10+ Years of Experience
Key Responsibilities:
Own production reliability on AWS: availability, latency, throughput, capacity, and incident response
Architect and operate scalable infrastructure (multi-AZ as a baseline; DR strategy and regular testing)
Build and maintain Infrastructure as Code (Terraform / CloudFormation / CDK) and Git-based workflows
Improve CI/CD pipelines and deployment strategies (blue/green, canary, progressive delivery)

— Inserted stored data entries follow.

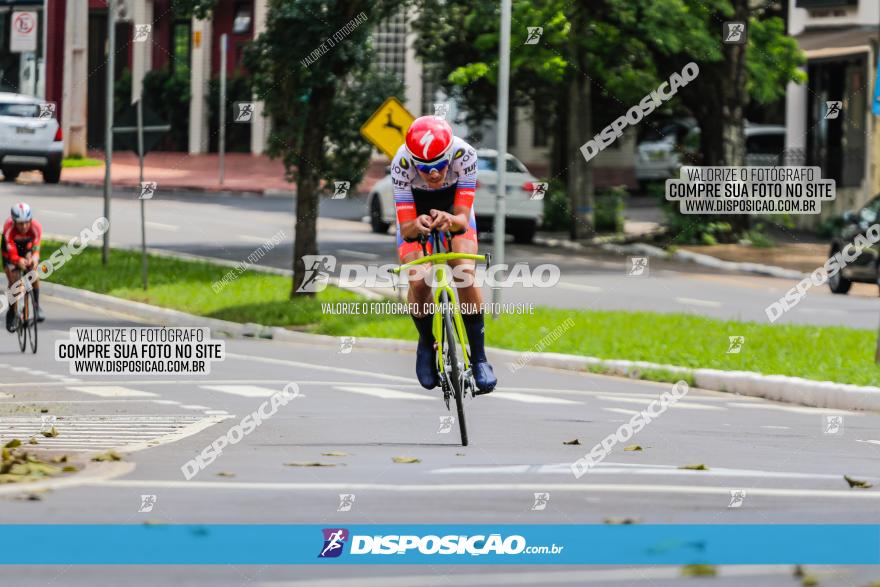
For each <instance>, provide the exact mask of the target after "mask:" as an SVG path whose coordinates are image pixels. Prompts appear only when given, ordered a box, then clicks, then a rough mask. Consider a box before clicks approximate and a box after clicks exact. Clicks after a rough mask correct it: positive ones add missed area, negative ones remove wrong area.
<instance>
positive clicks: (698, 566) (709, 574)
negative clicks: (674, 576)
mask: <svg viewBox="0 0 880 587" xmlns="http://www.w3.org/2000/svg"><path fill="white" fill-rule="evenodd" d="M681 574H682V575H684V576H685V577H714V576H715V575H717V574H718V570H717V569H716V568H715V566H714V565H685V566H683V567H682V568H681Z"/></svg>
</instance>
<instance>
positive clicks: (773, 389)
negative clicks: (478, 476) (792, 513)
mask: <svg viewBox="0 0 880 587" xmlns="http://www.w3.org/2000/svg"><path fill="white" fill-rule="evenodd" d="M42 287H45V288H46V290H47V293H49V294H50V295H58V297H64V298H65V299H68V300H73V301H75V302H80V303H83V304H89V305H100V306H101V307H103V308H105V309H109V310H111V311H115V312H118V313H120V314H124V315H127V316H130V317H132V319H135V320H144V321H151V322H154V323H158V324H162V325H180V324H187V325H200V326H208V327H210V328H211V329H212V331H213V332H214V333H215V334H218V335H221V336H227V337H242V338H263V339H271V340H278V341H282V342H292V343H301V344H309V345H315V344H321V345H325V346H337V345H338V344H339V338H338V337H335V336H327V335H323V334H309V333H305V332H296V331H292V330H287V329H285V328H281V327H279V326H265V325H262V324H255V323H248V324H239V323H237V322H228V321H226V320H218V319H216V318H204V317H201V316H195V315H192V314H187V313H185V312H180V311H178V310H170V309H167V308H159V307H157V306H151V305H149V304H143V303H140V302H133V301H130V300H123V299H120V298H114V297H112V296H107V295H104V294H98V293H94V292H90V291H86V290H81V289H76V288H72V287H68V286H64V285H59V284H53V283H49V282H45V283H43V285H42ZM358 345H359V346H362V347H365V348H369V349H377V350H388V351H398V352H410V353H411V352H412V350H413V347H414V345H413V342H412V341H404V340H395V339H383V338H361V339H359V340H358ZM489 351H490V352H491V353H492V354H494V355H497V356H501V357H504V358H505V359H508V360H509V361H510V362H511V363H516V362H521V361H522V362H523V366H525V365H531V366H534V367H549V368H552V369H564V370H572V371H580V372H583V371H586V370H587V369H588V368H589V367H601V368H603V369H606V370H608V371H610V372H611V373H614V374H619V375H624V376H632V375H634V374H636V373H639V372H641V371H643V370H654V369H658V370H664V371H669V372H672V373H680V374H682V375H690V376H691V377H693V379H694V384H695V386H696V387H698V388H700V389H706V390H710V391H721V392H728V393H735V394H739V395H745V396H751V397H762V398H765V399H769V400H774V401H779V402H786V403H792V404H801V405H805V406H811V407H816V408H833V409H841V410H871V411H880V387H871V386H859V385H850V384H844V383H834V382H831V381H814V380H811V379H803V378H801V377H789V376H786V375H763V374H760V373H754V372H751V371H719V370H716V369H690V368H686V367H679V366H676V365H662V364H659V363H650V362H647V361H627V360H612V359H599V358H597V357H584V356H579V355H565V354H560V353H532V354H531V356H529V351H522V352H521V351H511V350H505V349H495V348H490V349H489ZM523 359H528V360H525V361H524V360H523ZM510 371H511V373H515V372H516V368H511V369H510Z"/></svg>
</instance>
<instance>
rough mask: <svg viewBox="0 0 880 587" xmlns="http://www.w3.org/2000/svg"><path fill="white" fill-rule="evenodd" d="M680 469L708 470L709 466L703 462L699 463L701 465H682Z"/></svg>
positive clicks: (708, 469) (691, 469)
mask: <svg viewBox="0 0 880 587" xmlns="http://www.w3.org/2000/svg"><path fill="white" fill-rule="evenodd" d="M679 469H687V470H689V471H708V470H709V467H707V466H706V465H703V464H699V465H682V466H680V467H679Z"/></svg>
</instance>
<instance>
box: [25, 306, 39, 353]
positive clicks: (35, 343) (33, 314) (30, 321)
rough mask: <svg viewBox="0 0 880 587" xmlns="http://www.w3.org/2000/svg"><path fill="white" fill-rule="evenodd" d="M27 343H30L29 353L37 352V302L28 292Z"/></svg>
mask: <svg viewBox="0 0 880 587" xmlns="http://www.w3.org/2000/svg"><path fill="white" fill-rule="evenodd" d="M26 324H27V331H28V337H27V338H28V341H29V342H30V343H31V352H32V353H36V352H37V300H36V298H34V292H33V291H29V292H28V319H27V323H26Z"/></svg>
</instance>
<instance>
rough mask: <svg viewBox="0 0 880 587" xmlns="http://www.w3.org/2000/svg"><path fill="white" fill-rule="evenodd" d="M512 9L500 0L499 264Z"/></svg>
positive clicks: (506, 161) (494, 298)
mask: <svg viewBox="0 0 880 587" xmlns="http://www.w3.org/2000/svg"><path fill="white" fill-rule="evenodd" d="M510 13H511V0H501V47H500V49H499V52H500V55H499V61H498V123H497V124H498V159H497V161H496V163H495V169H496V171H497V172H498V183H497V186H496V191H495V222H494V225H493V227H492V230H493V232H494V234H493V250H494V253H495V259H496V262H497V263H498V264H503V263H504V237H505V236H506V233H505V229H504V225H505V217H504V216H505V214H506V211H505V198H506V197H507V185H506V184H505V177H504V175H505V171H506V170H507V118H508V114H507V110H508V94H509V93H510ZM492 301H493V302H494V303H495V304H496V305H495V307H496V308H497V304H499V303H500V302H501V288H495V289H493V290H492ZM492 316H493V317H494V318H497V317H498V312H497V311H496V310H493V311H492Z"/></svg>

Implement strong observability: metrics, logs, traces, alerting, dashboards; define SLO/SLI and reduce noise
Own database operations on AWS (Aurora/RDS MySQL): backups/restores (including restore drills), read replicas, performance troubleshooting, and capacity planning
Improve caching and traffic handling (CDN, Redis/ElastiCache, queues) to sustain peak demand
Harden security posture: IAM least privilege, secrets management, patching, WAF, audit trails
Drive adoption of relevant AWS managed services (where it increases reliability and reduces ops burden)
Drive cloud cost efficiency (FinOps): cost visibility, tagging, budgets/alerts, rightsizing, and smart usage of AWS pricing models without compromising reliability
Lead post-incident reviews (RCA, corrective actions, prevention), and ensure improvements are implemented and verified
Requirements
10+ years of experience in similar role
Strong hands-on AWS in production (typical stack: VPC, IAM, EC2, ALB/NLB, Auto Scaling, S3, CloudFront, Route53, CloudWatch/CloudTrail, WAF; plus Aurora/RDS)
Proven experience designing/operating high-load web systems with strict uptime requirements
IaC and automation mindset (Terraform/CloudFormation/CDK + scripting Bash/Python)
Production MySQL on AWS (Aurora/RDS): backups \& restores (including restore drills), read replicas, monitoring, and performance troubleshooting
Ability to troubleshoot production web stacks (Nginx + PHP-FPM) and identify bottlenecks across app ↔ DB ↔ infrastructure
Containers and deployment automation (ECS/EKS, Docker; understanding of scaling and rollout patterns)
Solid Linux + networking fundamentals (DNS, TLS, routing, LB, troubleshooting)
Observability practices and incident management experience. Must be reachable for critical production incidents; occasional after-hours support may be required (critical-only)
Job Type: Full-time
Work Location: Remote